Eine Alpensinfonie (An Alpine Symphony), Op. 64

Composer: STRAUSS, Richard
  • Written between 1911-15, Richard Strauss’s An Alpine Symphony is notably non-conformist for a couple of reasons:
    • While designated as a symphony, the piece more closely resembles a tone poem. A traditional symphony consists of four movements, while An Alpine Symphony is one continuous ~50-minute piece.
    • The massive instrumental ensemble comprises over 140 players, including offstage brass, which is large even for Strauss.1 
  • While composing the piece, Strauss was living in Garmish in Southern Bavaria at the foot of the Alps. The “symphony” portrays a climb up a mountain peak, inspired by a real-life trek taken by the composer while he was a teenager.
    • Both euphoric and perilous, the piece encompasses a wide range of encounters throughout the ascent and descent, including a waterfall, a blossoming Alpine meadow, a thunderstorm, and the panorama of the mountain summit.2
  • An Alpine Symphony premiered in 1915 under the baton of the composer.
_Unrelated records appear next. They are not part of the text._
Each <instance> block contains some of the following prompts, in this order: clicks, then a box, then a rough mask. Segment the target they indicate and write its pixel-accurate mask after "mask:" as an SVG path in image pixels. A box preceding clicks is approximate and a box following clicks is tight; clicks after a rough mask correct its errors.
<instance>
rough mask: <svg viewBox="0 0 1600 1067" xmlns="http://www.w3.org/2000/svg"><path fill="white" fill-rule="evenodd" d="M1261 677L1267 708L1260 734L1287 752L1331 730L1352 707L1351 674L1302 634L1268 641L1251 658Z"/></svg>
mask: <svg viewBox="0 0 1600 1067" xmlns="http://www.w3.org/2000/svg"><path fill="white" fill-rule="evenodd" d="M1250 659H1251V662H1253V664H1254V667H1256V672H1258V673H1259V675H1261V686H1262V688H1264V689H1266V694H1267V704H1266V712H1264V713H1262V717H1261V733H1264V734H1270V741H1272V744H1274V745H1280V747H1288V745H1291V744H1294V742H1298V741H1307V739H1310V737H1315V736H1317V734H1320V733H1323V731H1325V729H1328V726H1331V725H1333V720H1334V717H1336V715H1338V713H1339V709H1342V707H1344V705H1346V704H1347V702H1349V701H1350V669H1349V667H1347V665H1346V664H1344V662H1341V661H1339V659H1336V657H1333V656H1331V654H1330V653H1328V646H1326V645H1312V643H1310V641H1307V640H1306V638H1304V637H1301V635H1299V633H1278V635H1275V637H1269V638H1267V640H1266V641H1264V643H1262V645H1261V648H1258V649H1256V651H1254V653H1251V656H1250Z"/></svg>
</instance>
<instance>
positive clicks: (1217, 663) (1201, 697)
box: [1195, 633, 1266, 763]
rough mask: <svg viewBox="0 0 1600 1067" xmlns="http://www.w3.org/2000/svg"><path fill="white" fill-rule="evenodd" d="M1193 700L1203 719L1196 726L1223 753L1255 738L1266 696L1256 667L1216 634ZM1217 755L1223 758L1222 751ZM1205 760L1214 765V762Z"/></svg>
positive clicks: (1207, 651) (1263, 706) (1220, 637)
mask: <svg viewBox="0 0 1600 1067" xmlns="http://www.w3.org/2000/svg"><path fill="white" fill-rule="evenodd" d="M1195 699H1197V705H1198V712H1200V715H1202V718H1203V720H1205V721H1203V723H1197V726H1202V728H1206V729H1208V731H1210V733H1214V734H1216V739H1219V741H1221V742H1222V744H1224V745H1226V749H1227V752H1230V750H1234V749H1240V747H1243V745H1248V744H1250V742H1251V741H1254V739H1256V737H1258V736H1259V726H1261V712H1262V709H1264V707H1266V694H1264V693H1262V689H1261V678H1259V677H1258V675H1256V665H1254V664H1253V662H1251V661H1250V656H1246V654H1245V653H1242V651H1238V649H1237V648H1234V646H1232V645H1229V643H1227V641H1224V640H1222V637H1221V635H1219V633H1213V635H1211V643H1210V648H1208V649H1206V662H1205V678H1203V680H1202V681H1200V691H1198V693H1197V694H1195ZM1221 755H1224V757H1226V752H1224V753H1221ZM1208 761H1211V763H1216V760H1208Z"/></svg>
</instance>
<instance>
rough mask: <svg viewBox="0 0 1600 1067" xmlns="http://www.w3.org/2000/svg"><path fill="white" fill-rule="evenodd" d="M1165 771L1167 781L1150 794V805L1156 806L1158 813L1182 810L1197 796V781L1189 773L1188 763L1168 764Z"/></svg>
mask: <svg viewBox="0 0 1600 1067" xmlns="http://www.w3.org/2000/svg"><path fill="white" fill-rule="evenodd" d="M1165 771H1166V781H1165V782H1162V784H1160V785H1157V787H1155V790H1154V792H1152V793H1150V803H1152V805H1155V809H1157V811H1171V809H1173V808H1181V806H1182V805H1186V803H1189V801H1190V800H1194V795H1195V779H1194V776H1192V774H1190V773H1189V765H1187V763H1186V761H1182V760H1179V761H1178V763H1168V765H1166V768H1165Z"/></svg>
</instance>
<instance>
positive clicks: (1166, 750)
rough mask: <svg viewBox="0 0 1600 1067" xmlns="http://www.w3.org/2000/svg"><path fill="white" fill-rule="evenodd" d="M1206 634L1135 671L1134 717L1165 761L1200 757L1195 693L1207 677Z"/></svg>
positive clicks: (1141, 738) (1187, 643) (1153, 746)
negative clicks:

The piece is dedicated to Count Nicolaus Seebach and the Royal Kapelle in Dresden.3

Sources

  1. Bryan Gilliam and Charles Youmans, “Strauss, Richard,” Grove Music Online (2001), accessed October 11, 2022,  https://www.oxfordmusiconline.com/grovemusic/view/10.1093/gmo/9781561592630.001.0001/omo-9781561592630-e-0000040117.
  2. Betsy Schwarm, “An Alpine Symphony, Op. 64,” Encyclopedia Britannica (2019), accessed October 11, 2022, https://www.britannica.com/topic/An-Alpine-Symphony-Op-64.
  3. Richard Strauss, Eine Alpensinfonie, Op. 64 (Leipzig: F.E.C. Leuckart, 1915), 1.